Return to Play
Roddy McGee, D.O.
Lawrence Lemak, M.D.
The most common and sometimes only question asked when an athlete has had an injury is, “How long am I out?” Athletes, their parents, and coaches are increasingly interested in descriptions of the anatomy, injury mechanism, and the latest surgical techniques for how the injury is managed. However, they are most concerned with when the player will be able to get back on the field or court.
There are many factors that come into play when making decisions about when to release an athlete to full participation after an injury. By working together, the physician, physical therapist, athletic trainer, coaches, player, and family can follow a plan to ensure a safe return to their sport or activity. They can also work to reduce the risk of another injury and give the athlete their best chance to return to their previous level of performance.
The severity of the injury is the first and most obvious factor that is considered. Muscle strains usually heal faster than ligament injuries or fractures. Injuries that require surgery will typically have a longer time to return than those that do not. In addition to our exam, we use X-ray, MRI, and other diagnostic tests to help us know how serious an injury is and in some cases to help predict time to return. The physician evaluates the athlete during the recovery period to be sure that several criteria are met on a schedule that they expect. Has a surgical wound healed? Curt Schilling's "bloody sock" game in 2004 goes against this idea, but we typically like the wound to be completely healed before a return to activity. Has the swelling improved or resolved? Is the athlete pain free? This may not be an absolute, but continued pain following an injury can be a sign that more needs to be done. Have they regained their full range of motion and stability of the injured area? If any of these factors are not meeting the physician’s satisfaction, the usual course of treatment is altered and this can sometimes prolong the eventual return.
Next, there are sport specific factors that play into our decision. A thumb injury in a baseball shortstop would not have the same return time as for a lineman in football, who can wear a soft cast to protect the injury and still participate in a collision sport with reasonable risk for additional injury.

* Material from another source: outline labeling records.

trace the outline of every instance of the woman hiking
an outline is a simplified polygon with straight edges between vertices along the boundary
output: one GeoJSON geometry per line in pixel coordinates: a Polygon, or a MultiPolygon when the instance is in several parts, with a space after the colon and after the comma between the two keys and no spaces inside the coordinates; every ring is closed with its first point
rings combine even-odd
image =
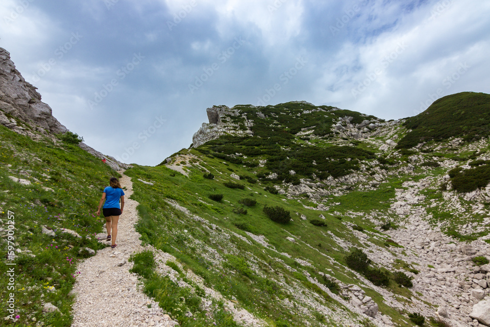
{"type": "Polygon", "coordinates": [[[118,246],[116,244],[116,237],[118,236],[118,222],[119,221],[119,216],[122,214],[124,209],[124,191],[121,188],[121,184],[115,177],[111,178],[109,182],[110,186],[104,189],[104,193],[102,194],[102,198],[98,203],[98,210],[97,210],[97,216],[100,214],[100,207],[104,203],[102,208],[102,213],[105,217],[105,227],[107,229],[107,238],[106,241],[111,241],[112,249],[118,246]],[[119,200],[121,199],[121,204],[120,208],[119,200]],[[105,203],[104,203],[104,201],[105,203]],[[112,237],[111,231],[112,231],[112,237]]]}

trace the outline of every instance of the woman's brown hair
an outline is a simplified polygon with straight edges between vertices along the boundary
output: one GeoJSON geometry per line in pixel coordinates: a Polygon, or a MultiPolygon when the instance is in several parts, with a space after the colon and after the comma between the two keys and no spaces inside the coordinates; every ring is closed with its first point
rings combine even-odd
{"type": "Polygon", "coordinates": [[[111,185],[111,187],[112,188],[122,188],[121,187],[121,184],[119,183],[119,181],[115,177],[111,177],[111,180],[109,181],[109,184],[111,185]]]}

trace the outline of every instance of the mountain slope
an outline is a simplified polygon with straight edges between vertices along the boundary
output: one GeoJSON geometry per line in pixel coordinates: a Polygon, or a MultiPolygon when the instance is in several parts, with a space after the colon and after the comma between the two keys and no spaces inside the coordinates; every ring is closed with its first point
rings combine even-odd
{"type": "Polygon", "coordinates": [[[490,95],[462,92],[436,101],[426,110],[404,124],[412,131],[397,148],[408,149],[432,140],[451,137],[474,140],[490,134],[490,95]]]}
{"type": "Polygon", "coordinates": [[[472,259],[490,258],[490,189],[446,174],[485,164],[487,139],[397,150],[404,121],[304,102],[208,113],[195,149],[127,172],[153,183],[134,186],[146,242],[270,326],[472,321],[489,298],[472,259]],[[289,222],[267,217],[276,206],[289,222]],[[349,264],[356,249],[367,270],[349,264]]]}

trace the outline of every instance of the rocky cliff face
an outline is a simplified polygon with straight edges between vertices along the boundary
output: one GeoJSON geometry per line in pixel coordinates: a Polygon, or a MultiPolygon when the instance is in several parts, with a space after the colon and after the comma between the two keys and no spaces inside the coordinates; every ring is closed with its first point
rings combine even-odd
{"type": "Polygon", "coordinates": [[[225,105],[213,106],[206,109],[208,114],[209,123],[203,123],[201,128],[192,137],[192,147],[197,148],[200,145],[212,140],[215,140],[221,135],[230,134],[240,136],[253,134],[248,128],[253,124],[245,119],[245,129],[241,128],[237,124],[231,123],[229,117],[240,116],[240,111],[225,105]]]}
{"type": "Polygon", "coordinates": [[[39,133],[66,132],[36,89],[15,69],[10,54],[0,48],[0,124],[34,138],[39,133]]]}
{"type": "MultiPolygon", "coordinates": [[[[43,136],[54,139],[55,134],[68,131],[53,116],[51,107],[41,101],[37,89],[16,69],[8,51],[0,48],[0,124],[37,140],[43,136]]],[[[128,167],[83,143],[79,145],[89,153],[105,159],[114,169],[128,167]]]]}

Position specific demands of the same sport can change the plan as well – that same injury on the quarterback’s throwing hand would likely leave him on the sideline.
An injury’s effect on a young person’s self-esteem is often an overlooked element, particularly at the high school level. First, recognize that when an athlete sustains an injury, they have a significant disruption to their daily routine. They are used to a very regimented schedule of school, workouts, and practice. After an injury, they are removed from this structure and also the social environment that those activities provide. They also go through familiar emotional responses – denial, anger, depression, and others, and some kids are better equipped to handle these feelings than others. There is a wide variety in the amount of support available to kids at the youth and high school levels. Coaches and administrators have an opportunity to have a positive impact on their athletes’ lives at a time of significant stress. Losing the identity of being an athlete during a time of injury can be devastating to a young athlete. Every effort should be made to give the athlete the support they need. It is important to include them as part of the team, even though they may be physically unable to perform. There’s another benefit to offering this type of support – athletes that have less stress have a better chance of returning to their sport and they recover faster.
Another important set of issues involves the time of the season and the importance of upcoming contests. Most of our kids are playing sports year-around now. They may have an upcoming tournament or game that could lead to a college scholarship opportunity. There are times when a treatment plan can be tailored to allow an athlete to get through a short period of activity while dealing with the injury. This plan might be quite a bit different if they were in an off-season period. Kerri Strug would not have completed a second vault after injuring her ankle if she was hurt three months before the Olympics. Because it was during the competition, she continued, won the Gold medal, and gave fans a moment that will be remembered forever. If the physician and other members of the sports medicine team aren’t asking these specific questions, it is up to the athlete and the coaches to share this information. The ultimate decision on returning an athlete to full, unrestricted activities takes careful consideration of all these factors and it’s not always clear-cut - even for physicians with experience in handling these issues.
Some injuries and their rehab process have received so much media attention that the athletes know their course before they even get to the office. “Tommy John” surgery for a baseball pitcher is probably the best example. They know that Stephen Strasburg pitched in a game 12 months after his Tommy John surgery and so their only question is often, “What day can I schedule my surgery and when do I start physical therapy?” Other injuries are not as familiar to athletes and those around them. In all cases, it is critical for the physician and the rest of the sports medicine team to have open, clear communication about the injury and all the steps of the process to returning to full participation. It is essential to make the athlete aware of the expectations prior to any treatment, particularly surgery. This is our best chance to have an excellent outcome, to minimize the risk of a repeat or additional injury, and to allow the athlete to participate and perform at a level that they are hoping to achieve.